Find the complex Fourier series representation of the function with period T defined by
f(t)= \begin{cases}1 & -T / 4<t<T / 4 \\ 0 & \text { otherwise }\end{cases}We find
\begin{aligned} c_n & =\frac{1}{T} \int_{-T / 4}^{T / 4} 1 \mathrm{e}^{-\mathrm{j} 2 n \pi t / T} \mathrm{~d} t \\ & =\frac{1}{T}\left[\frac{\mathrm{e}^{-\mathrm{j} 2 n \pi t / T}}{-\mathrm{j} 2 n \pi / T}\right]_{-T / 4}^{T / 4} \\ & =\frac{-1}{2 n \pi j}\left(\mathrm{e}^{-\mathrm{j} n \pi / 2}-\mathrm{e}^{\mathrm{j} n \pi / 2}\right) \\ & =\frac{1}{n \pi}\left(\frac{\mathrm{e}^{\mathrm{j} n \pi / 2}-\mathrm{e}^{-\mathrm{j} n \pi / 2}}{2 \mathrm{j}}\right) \\ & =\frac{1}{n \pi} \sin \frac{n \pi}{2} \end{aligned}Therefore,
f(t)=\sum_{n=-\infty}^{\infty} \frac{1}{n \pi} \sin \frac{n \pi}{2} \mathrm{e}^{\mathrm{j} 2 n \pi t / T}The observant reader will note that the expressions for c_n appear invalid when n = 0, since the denominator is then zero.
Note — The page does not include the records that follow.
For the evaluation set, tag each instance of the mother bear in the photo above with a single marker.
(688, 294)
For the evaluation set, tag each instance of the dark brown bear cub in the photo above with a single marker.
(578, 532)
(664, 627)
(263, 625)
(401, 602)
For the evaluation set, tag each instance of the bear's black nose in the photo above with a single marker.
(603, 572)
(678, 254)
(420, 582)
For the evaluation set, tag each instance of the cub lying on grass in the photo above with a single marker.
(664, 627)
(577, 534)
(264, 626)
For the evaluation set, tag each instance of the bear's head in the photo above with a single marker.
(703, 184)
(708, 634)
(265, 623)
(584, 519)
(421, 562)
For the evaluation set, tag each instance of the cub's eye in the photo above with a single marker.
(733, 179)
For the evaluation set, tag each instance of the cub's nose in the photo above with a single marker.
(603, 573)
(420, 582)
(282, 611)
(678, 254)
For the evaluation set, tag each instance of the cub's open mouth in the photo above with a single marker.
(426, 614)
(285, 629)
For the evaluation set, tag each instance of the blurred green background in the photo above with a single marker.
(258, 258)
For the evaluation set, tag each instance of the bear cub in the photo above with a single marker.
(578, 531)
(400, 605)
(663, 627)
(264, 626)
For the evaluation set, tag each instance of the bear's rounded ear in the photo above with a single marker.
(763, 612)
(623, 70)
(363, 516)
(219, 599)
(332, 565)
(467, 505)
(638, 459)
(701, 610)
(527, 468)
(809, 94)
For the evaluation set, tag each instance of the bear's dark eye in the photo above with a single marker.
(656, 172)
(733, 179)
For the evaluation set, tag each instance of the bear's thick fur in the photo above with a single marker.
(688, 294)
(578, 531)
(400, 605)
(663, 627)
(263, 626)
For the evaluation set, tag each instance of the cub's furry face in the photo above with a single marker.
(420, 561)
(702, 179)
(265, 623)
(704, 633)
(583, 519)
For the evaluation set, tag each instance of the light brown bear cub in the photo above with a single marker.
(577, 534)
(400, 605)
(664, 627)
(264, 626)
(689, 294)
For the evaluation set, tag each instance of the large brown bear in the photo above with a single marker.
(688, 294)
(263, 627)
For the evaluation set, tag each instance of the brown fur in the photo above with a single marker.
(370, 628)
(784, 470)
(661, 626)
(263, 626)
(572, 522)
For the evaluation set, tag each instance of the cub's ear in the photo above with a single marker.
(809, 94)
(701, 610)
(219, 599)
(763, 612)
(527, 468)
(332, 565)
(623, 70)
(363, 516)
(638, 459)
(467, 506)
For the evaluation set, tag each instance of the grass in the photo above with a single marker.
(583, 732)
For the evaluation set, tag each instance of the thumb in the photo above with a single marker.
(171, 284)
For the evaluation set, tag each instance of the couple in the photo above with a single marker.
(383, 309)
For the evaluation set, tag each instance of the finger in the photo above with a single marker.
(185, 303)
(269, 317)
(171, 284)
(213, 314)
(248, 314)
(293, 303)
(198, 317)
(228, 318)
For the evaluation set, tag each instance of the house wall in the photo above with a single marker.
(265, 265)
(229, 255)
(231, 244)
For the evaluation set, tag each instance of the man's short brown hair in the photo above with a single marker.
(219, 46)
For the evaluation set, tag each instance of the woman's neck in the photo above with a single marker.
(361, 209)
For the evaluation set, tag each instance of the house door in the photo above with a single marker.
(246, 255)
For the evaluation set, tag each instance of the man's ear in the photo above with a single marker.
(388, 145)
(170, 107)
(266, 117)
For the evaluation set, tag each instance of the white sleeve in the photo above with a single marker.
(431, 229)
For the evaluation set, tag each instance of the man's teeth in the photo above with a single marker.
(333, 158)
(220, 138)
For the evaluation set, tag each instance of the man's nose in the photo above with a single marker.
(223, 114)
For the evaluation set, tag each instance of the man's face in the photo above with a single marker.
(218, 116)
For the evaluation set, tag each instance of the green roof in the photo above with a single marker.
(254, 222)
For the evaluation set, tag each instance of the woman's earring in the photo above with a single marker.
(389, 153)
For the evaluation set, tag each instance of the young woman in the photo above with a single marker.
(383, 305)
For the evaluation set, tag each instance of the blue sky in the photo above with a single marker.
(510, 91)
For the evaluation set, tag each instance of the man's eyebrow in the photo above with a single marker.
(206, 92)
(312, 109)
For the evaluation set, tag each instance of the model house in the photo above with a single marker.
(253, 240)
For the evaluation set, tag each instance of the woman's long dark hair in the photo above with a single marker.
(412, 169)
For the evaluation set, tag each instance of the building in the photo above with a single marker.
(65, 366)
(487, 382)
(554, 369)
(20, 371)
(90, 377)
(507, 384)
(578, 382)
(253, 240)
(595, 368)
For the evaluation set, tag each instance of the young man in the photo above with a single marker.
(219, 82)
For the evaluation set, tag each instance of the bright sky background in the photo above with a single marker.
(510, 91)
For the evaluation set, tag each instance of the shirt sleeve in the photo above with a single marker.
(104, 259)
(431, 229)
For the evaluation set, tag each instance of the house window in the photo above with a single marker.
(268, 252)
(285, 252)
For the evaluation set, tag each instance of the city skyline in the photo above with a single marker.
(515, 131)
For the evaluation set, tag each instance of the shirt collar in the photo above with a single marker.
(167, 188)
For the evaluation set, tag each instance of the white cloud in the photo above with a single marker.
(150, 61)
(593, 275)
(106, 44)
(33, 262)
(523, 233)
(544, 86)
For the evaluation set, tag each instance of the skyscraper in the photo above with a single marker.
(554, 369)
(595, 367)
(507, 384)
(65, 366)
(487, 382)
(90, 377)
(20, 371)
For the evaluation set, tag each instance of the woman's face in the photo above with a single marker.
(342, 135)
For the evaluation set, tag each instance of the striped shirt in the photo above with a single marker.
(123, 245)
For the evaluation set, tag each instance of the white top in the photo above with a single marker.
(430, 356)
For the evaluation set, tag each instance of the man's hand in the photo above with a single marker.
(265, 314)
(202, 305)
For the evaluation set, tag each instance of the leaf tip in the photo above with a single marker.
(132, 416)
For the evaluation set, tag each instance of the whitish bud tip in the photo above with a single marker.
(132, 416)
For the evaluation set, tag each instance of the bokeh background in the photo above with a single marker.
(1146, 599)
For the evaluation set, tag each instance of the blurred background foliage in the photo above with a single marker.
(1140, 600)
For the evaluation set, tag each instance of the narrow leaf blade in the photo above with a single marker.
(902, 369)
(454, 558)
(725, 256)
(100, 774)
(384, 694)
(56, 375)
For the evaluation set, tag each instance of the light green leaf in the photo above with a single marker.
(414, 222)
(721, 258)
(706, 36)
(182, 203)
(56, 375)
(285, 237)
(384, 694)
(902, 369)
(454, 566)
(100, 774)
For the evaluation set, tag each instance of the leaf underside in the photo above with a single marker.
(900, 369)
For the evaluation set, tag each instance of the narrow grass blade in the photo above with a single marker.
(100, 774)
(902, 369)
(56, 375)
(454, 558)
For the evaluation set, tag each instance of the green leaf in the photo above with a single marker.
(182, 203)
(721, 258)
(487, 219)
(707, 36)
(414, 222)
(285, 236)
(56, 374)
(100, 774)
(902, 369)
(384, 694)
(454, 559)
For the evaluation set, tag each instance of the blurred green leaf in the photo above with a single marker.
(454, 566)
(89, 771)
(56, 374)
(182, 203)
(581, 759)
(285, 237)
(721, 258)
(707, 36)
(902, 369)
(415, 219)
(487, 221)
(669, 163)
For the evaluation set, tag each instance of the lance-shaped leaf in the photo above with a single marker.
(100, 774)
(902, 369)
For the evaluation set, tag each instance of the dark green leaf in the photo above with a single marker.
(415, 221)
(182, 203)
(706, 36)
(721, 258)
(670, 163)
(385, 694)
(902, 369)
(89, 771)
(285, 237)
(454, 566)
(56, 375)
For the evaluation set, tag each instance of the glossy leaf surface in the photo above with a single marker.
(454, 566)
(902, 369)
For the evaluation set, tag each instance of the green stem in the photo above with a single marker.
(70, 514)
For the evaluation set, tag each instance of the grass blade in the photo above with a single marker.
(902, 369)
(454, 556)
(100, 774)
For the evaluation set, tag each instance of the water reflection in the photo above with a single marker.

We can compute c_o in either of two ways. Using an integral expression we see that
c_0=\frac{1}{T} \int_{-T / 4}^{T / 4} 1 \mathrm{~d} t=\frac{1}{2}Also, using a Taylor series expansion it is possible to show
\lim _{n \rightarrow 0} \frac{1}{T}\left[\frac{\mathrm{e}^{-\mathrm{j} 2 n \pi t / T}}{-\mathrm{j} 2 n \pi / T}\right]_{-T / 4}^{T / 4}=\frac{1}{2}giving a consistent result.